The exploitation is straightforward—if an application accepts user-controlled parameters that determine buffer allocation for random number generation, an attacker can simply provide an extremely large value. Since the vulnerability causes an infinite loop rather than a crash, the affected process will continue running but become completely unresponsive, consuming CPU resources until manually terminated.
Detection Methods for CVE-2022-30634
Indicators of Compromise
- Go applications on Windows exhibiting 100% CPU utilization on a single thread without completing expected operations
- Application processes that become unresponsive and fail to handle new requests while remaining in a running state
- Abnormally large memory allocation requests logged in application or system monitoring tools
Detection Strategies
- Monitor Go applications for hung processes with high CPU consumption that do not respond to health checks
- Implement input validation logging to detect requests attempting to allocate buffers larger than 4GB
- Use application performance monitoring (APM) tools to identify requests that exceed normal execution time thresholds
Monitoring Recommendations
- Configure alerts for Go application processes exceeding CPU usage thresholds without corresponding I/O activity
- Implement request timeout mechanisms at the load balancer or reverse proxy level to terminate long-running requests
- Monitor application logs for unusually large buffer size requests or memory allocation failures
How to Mitigate CVE-2022-30634
Immediate Actions Required
- Upgrade Go to version 1.17.11 or later for the 1.17.x branch
- Upgrade Go to version 1.18.3 or later for the 1.18.x branch
- Implement input validation to reject buffer size requests exceeding reasonable thresholds before calling crypto/rand.Read()
Patch Information
The Go team has released patches addressing this vulnerability.
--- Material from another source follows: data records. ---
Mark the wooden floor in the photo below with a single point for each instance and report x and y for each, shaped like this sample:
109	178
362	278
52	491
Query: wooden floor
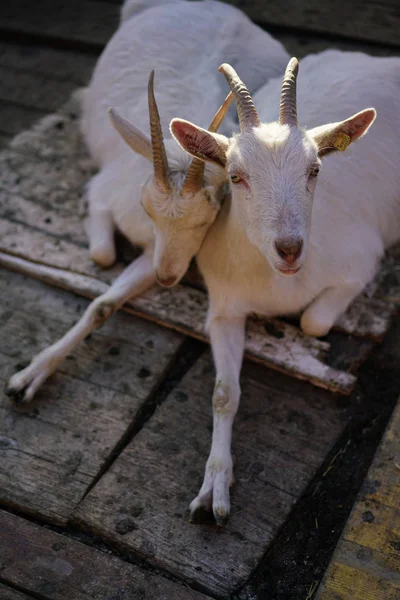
97	474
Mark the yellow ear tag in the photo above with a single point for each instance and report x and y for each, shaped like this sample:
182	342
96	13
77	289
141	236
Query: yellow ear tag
342	142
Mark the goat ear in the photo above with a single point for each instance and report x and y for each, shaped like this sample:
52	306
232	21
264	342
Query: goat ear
210	147
134	137
338	136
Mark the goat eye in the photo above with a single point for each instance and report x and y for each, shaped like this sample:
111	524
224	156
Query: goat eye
314	171
236	178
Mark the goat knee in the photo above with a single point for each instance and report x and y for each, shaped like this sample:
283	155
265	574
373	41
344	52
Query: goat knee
101	312
226	398
103	255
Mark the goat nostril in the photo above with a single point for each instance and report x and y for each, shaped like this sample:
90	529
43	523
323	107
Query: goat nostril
289	250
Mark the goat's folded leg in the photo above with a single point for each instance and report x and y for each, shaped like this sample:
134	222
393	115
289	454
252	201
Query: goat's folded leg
136	278
100	230
320	316
227	340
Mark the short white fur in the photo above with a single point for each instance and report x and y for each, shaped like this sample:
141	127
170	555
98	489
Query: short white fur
345	227
174	37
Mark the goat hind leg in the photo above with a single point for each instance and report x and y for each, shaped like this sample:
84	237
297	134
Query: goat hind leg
100	230
136	278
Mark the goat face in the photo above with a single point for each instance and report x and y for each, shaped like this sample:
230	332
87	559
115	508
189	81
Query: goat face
273	171
181	221
272	168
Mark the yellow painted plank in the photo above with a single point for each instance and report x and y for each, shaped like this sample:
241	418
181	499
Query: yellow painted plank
366	562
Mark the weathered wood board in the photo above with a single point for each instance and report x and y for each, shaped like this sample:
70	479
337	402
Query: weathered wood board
41	183
7	593
51	453
366	562
54	567
91	22
282	432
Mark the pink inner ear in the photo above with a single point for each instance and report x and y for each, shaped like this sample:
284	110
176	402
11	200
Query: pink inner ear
357	126
182	131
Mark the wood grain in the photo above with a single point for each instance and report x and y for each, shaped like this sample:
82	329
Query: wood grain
41	181
282	432
366	562
7	593
50	453
54	567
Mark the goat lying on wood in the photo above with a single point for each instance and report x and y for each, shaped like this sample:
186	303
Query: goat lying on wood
274	249
180	195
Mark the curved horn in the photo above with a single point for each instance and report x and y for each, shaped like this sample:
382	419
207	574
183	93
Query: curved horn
195	175
160	162
247	112
288	103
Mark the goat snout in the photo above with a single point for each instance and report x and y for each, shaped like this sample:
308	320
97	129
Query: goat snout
289	249
166	281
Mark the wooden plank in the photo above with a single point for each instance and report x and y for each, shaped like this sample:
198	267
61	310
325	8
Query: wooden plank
376	20
40	221
4	140
53	567
7	593
282	432
51	453
42	178
366	562
278	345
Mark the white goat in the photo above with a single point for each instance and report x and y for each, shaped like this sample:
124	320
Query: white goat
271	249
186	41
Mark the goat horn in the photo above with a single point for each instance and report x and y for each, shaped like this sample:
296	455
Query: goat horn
288	103
247	112
195	175
160	162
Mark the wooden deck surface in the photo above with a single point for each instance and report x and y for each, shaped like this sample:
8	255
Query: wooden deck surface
96	475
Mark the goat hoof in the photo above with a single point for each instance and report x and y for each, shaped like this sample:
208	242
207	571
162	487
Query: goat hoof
17	395
221	517
200	516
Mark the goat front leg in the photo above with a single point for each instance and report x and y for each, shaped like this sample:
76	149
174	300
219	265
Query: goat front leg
320	316
136	278
227	340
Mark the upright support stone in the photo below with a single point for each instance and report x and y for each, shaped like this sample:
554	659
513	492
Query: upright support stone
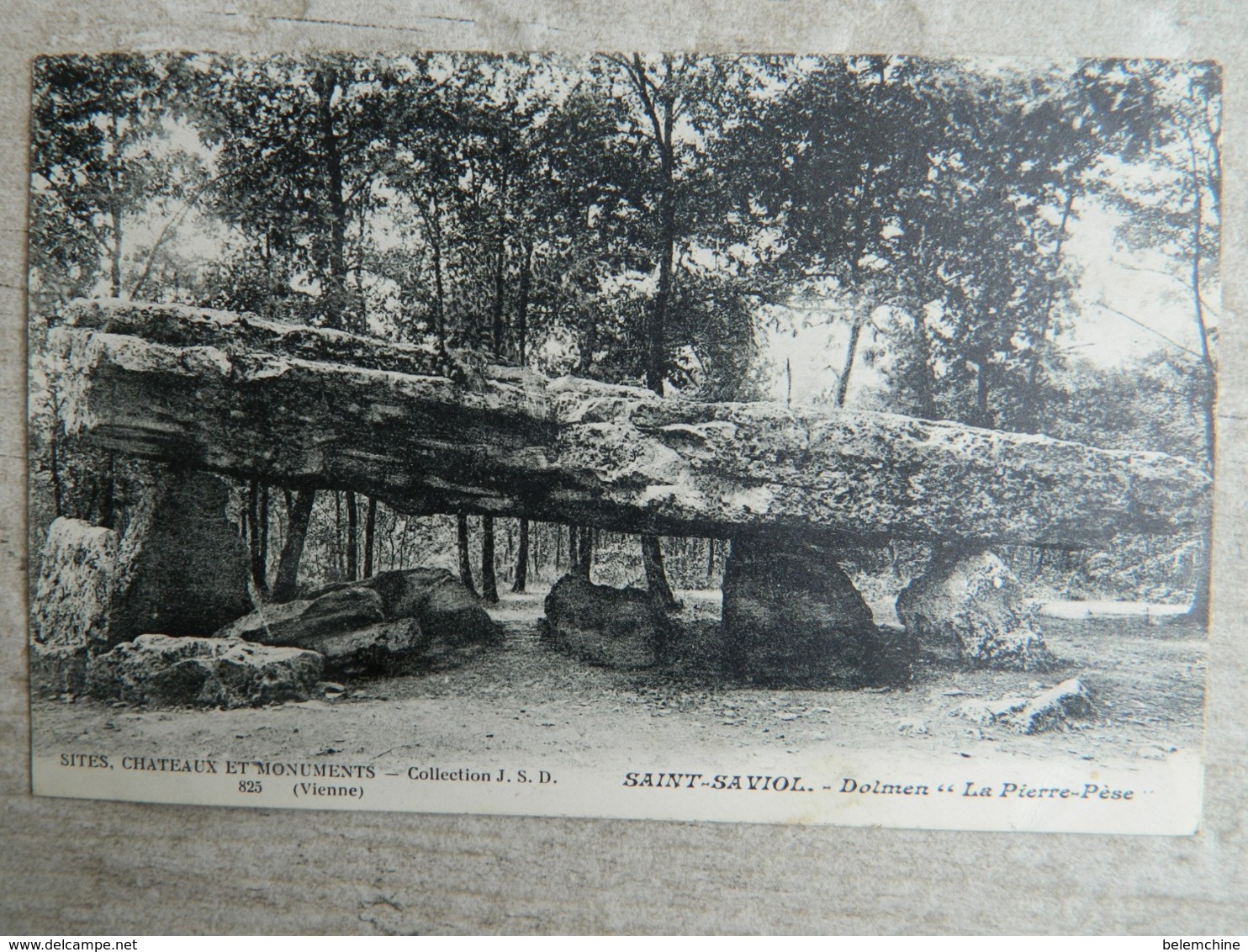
969	606
791	616
172	563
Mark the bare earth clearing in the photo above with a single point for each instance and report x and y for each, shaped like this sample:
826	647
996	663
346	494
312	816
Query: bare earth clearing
526	701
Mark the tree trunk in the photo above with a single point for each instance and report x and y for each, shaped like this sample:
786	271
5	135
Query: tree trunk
286	585
843	386
1033	420
522	558
464	557
582	541
337	316
488	580
655	578
352	538
370	536
522	309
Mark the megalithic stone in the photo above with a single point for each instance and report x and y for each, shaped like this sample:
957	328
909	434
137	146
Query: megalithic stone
317	408
970	608
172	564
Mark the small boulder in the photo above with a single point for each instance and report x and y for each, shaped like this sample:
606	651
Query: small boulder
436	598
69	616
383	649
204	673
970	608
604	626
985	712
302	621
1052	709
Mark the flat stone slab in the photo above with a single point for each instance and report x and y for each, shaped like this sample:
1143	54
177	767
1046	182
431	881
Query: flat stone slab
164	671
309	407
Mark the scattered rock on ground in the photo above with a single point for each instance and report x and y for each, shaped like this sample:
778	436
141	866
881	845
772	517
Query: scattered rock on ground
204	673
791	616
382	626
170	560
604	626
992	711
304	621
971	608
1052	709
436	598
382	649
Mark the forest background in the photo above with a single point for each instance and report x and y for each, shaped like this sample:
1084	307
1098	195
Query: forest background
701	226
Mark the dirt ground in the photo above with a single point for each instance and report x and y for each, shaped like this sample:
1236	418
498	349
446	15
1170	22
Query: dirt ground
526	699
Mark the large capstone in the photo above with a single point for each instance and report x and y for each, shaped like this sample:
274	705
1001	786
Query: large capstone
437	598
415	619
970	608
170	560
791	616
604	626
167	671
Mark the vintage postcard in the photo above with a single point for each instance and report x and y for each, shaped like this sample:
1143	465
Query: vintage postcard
739	438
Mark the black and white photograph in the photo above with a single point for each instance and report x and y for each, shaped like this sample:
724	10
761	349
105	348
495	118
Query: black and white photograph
770	438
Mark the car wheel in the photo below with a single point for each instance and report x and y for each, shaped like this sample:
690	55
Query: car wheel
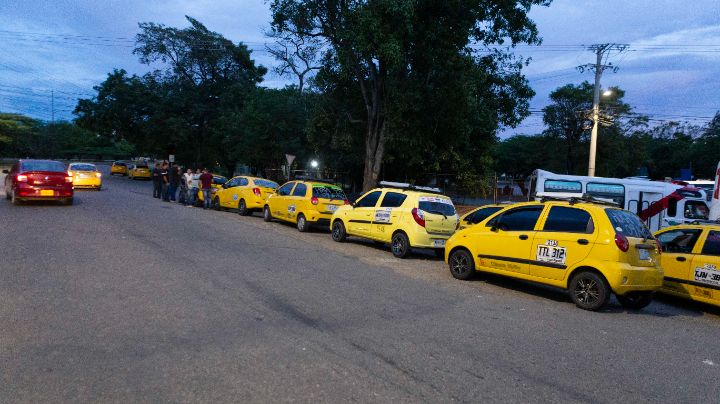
635	300
303	225
400	245
242	208
338	231
589	291
461	264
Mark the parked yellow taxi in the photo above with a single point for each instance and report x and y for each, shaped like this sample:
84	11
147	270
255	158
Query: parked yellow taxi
305	203
119	168
478	214
85	175
691	261
218	181
139	171
246	194
587	247
405	216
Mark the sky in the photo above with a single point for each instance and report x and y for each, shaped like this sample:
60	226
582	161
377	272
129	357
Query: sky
52	52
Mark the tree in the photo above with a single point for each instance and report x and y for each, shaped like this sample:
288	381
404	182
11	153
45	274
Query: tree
389	46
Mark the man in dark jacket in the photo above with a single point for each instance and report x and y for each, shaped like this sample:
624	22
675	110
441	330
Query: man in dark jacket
174	176
156	181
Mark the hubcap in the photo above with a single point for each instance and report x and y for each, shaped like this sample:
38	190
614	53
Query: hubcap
459	263
587	291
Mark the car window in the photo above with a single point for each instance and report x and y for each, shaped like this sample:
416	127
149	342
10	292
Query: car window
696	210
570	220
285	189
300	190
82	167
518	219
712	244
42	166
679	241
392	200
628	223
481	214
265	183
369	200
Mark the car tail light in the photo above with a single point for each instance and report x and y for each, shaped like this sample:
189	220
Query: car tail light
419	216
622	242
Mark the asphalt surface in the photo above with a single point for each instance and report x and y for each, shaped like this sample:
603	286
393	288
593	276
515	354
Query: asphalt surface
124	298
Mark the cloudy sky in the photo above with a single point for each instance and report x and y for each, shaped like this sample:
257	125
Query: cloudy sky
670	70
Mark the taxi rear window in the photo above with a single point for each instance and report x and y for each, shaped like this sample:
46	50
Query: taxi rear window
628	223
328	192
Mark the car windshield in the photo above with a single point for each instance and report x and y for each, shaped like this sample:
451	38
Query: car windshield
266	184
438	206
328	192
628	224
43	166
83	167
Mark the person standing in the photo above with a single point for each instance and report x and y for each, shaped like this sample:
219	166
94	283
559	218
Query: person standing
156	181
165	176
174	181
206	186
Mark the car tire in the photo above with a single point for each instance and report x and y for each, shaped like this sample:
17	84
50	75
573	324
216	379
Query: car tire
302	223
338	231
461	264
242	208
635	300
589	291
267	216
400	245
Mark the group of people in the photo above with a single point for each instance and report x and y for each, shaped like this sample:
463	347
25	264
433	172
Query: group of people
170	185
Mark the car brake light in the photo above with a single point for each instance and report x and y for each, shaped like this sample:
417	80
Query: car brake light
419	216
622	242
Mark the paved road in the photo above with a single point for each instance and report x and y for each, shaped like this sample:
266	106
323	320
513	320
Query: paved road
123	298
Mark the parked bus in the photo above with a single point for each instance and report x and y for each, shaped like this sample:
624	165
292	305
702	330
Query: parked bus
659	204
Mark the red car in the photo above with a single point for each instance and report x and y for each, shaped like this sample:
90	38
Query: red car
38	180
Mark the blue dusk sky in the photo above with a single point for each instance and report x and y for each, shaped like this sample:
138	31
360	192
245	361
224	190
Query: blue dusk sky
669	72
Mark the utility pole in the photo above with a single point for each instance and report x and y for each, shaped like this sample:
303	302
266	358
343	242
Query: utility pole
600	51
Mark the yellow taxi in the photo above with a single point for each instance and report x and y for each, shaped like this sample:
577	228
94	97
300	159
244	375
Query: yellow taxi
590	248
85	175
305	203
691	261
139	171
246	194
118	167
478	214
405	216
218	181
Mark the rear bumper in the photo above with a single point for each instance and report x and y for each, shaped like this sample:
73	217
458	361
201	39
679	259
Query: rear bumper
625	278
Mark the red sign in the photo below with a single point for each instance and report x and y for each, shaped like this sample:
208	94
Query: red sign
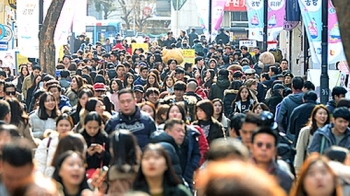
235	6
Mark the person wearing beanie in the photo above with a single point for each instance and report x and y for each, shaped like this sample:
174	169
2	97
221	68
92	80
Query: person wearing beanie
217	90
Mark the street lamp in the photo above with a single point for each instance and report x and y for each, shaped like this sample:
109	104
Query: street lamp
324	92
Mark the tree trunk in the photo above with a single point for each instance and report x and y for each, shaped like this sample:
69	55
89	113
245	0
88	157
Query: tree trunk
47	54
343	14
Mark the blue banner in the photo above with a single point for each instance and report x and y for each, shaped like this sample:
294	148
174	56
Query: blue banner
292	10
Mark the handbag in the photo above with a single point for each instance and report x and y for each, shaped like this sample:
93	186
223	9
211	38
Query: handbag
91	171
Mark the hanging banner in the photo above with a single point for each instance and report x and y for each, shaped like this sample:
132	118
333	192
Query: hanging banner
235	6
335	45
255	11
292	10
312	19
65	22
276	15
217	14
28	27
203	14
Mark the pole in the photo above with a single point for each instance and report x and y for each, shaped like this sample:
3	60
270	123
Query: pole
210	18
265	34
306	52
324	69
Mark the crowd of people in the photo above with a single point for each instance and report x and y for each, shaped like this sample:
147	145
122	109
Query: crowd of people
113	121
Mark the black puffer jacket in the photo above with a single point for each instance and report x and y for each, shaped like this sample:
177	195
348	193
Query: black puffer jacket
170	146
217	89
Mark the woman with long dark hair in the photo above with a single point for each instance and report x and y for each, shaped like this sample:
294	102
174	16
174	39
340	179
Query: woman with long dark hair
31	91
320	116
211	127
316	178
70	174
72	92
125	161
45	152
219	114
115	86
156	175
24	72
20	118
45	116
243	102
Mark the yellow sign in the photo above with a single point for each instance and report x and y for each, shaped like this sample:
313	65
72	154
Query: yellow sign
144	46
189	55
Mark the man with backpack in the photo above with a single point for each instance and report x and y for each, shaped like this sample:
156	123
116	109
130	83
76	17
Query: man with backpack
336	133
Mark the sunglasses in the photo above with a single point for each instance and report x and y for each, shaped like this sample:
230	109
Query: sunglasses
267	145
11	93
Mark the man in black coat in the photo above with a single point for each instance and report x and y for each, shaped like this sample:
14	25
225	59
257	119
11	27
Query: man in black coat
301	114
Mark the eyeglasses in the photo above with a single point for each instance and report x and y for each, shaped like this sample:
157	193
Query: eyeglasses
11	93
267	145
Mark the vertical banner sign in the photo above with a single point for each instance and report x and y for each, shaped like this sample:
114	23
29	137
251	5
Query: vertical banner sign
292	10
217	13
312	18
203	13
255	11
276	15
28	27
65	22
79	24
335	45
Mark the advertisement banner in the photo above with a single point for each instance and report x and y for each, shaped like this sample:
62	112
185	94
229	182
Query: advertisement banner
312	19
235	6
189	55
28	27
65	22
203	14
292	10
276	15
255	11
217	14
The fix is included in Go versions 1.17.11 and 1.18.3. The specific code change can be reviewed at the Go Dev Change List and the Go Source Code Change. Additional details are available in the Go Vulnerability Advisory.
Workarounds
- Implement application-level validation to cap buffer sizes well below the 4GB threshold before calling crypto/rand.Read()
- Deploy request timeout mechanisms at the infrastructure level to terminate any request that runs longer than expected
- Consider chunking large random data generation requests into multiple smaller calls if large amounts of random data are legitimately required
# Configuration example
# Verify your Go version and upgrade if necessary
go version
# Expected output should show go1.17.11+ or go1.18.3+
# To upgrade Go on Windows, download the latest installer from:
# https://go.dev/dl/
# After upgrading, rebuild affected applications
go build -o myapp ./cmd/myapp
Disclaimer: This content was generated using AI. While we strive for accuracy, please verify critical information with official sources.